Inactivation of engram cell connectivity downstream, but not upstream, prevents fear memory recall by optogenetic stimulation of DG engram cells in both control and retrograde amnesia. (A) Wild-type mice maintained on DOX were used. Virus mixture of AAV9-c-fos-tTA/AAV9-TRE-GFP-TetTox injected into the MEC to inactivate the upstream MEC-to-DG connection, and a mixture of AAV9-c-fos-tTA/AAV9-TRE-ChR2-mCherry into the DG, to label engram cells. (B and C) Sagittal sections of AAV9-TRE-GFP-TetTox labeling in MEC (B) and AAV9-TRE-ChR2-mCherry in DG (C). (D) GFP-TetTox counts from MEC and ChR2-mCherry counts from DG (n = 3 per group). (E) Behavioral schedule. In addition to TetTox mice, control mice injected with a virus mixture of AAV9-c-fos-tTA/AAV9-TRE-eYFP into MEC and a virus mixture of AAV9-c-fos-tTA/AAV9-TRE-ChR2-mCherry into the DG were also used. (F) Natural recall (test, Left, n = 10 per group). Saline-treated TetTox mice exhibited decreased freezing compared with saline eYFP. In a separate cohort, mice were perfused 1 h postnatural recall for overlap (Right). c-Fos+/mCherry+ overlap in DG (n = 5 per group). Chance at 0.42. Average cFos labeling was 3.87% (of DAPI) in saline eYFP, and 2.9% in other groups. (G) Optogenetic recall (∼10–12 mW at patch cords). Significant freezing was observed in all groups (n = 10 per group). (H) c-Fos+/mCherry+ overlap in CA3 (Left) and BLA (Right) of eYFP or TetTox mice following ChR2-induced recall (n = 4 per group). Chance at 0.95 (CA3) and 0.59 (BLA). Average mCherry labeling was 12.6% in CA3 and 8.2% in BLA. Average cFos was 10.05% in CA3 and 7.1% in BLA. (I) To inactivate downstream DG to CA3, a mixture of AAV9-c-fos-tTA/AAV9-TRE-GFP-TetTox/AAV9-TRE-ChR2-mCherry was injected into the DG. (J) Following the behavioral schedule in E, natural recall was performed (test, n = 13 per group). (K) Optogenetic recall (∼10–12 mW at patch cords).
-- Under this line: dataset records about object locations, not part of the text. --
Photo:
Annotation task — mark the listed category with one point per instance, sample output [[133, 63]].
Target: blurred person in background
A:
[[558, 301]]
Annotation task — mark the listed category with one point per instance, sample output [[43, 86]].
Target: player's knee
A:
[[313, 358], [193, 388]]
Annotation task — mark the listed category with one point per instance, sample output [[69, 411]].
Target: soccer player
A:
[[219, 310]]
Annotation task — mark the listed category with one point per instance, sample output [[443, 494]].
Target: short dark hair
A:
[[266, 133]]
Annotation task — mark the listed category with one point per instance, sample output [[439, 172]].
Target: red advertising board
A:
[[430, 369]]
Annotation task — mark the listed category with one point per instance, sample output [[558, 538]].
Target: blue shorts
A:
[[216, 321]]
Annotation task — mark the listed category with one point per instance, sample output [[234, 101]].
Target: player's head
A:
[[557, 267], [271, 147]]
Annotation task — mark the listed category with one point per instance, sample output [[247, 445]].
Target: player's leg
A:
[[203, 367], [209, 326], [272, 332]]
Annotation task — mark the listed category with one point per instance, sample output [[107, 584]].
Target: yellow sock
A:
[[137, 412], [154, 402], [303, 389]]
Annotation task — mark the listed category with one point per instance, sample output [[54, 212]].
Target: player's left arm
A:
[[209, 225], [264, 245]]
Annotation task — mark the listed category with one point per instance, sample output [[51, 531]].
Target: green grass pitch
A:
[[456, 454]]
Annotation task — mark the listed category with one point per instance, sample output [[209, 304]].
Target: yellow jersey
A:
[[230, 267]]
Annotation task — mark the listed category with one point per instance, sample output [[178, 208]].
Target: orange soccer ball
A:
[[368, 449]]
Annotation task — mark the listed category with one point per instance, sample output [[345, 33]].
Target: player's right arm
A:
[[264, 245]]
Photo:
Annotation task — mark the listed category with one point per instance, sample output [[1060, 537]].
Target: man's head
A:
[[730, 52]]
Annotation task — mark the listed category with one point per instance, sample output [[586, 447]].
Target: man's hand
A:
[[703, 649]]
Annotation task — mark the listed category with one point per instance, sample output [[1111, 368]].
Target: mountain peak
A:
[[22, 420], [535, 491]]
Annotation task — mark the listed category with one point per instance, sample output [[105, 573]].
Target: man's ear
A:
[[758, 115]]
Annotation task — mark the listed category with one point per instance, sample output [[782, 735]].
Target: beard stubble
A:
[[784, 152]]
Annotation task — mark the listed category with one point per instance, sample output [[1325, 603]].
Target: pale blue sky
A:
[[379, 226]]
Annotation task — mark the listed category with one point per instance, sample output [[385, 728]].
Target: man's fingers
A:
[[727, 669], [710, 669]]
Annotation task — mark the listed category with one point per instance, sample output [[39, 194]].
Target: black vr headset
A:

Significant freezing was observed in both eYFP groups, but not in TetTox groups (n = 12 per group). (L) c-Fos+/mCherry+ overlap in CA3 (Left) and BLA (Right) of eYFP or TetTox mice following ChR2-induced recall (n = 5 per group). Chance at 0.91 (CA3) and 0.66 (BLA). Data are presented as mean ± SEM. Statistical comparisons are performed using unpaired t tests; *P < 0.05, **P < 0.01.
Conversion of a Silent Engram to an Active Engram by PAK1 Overexpression.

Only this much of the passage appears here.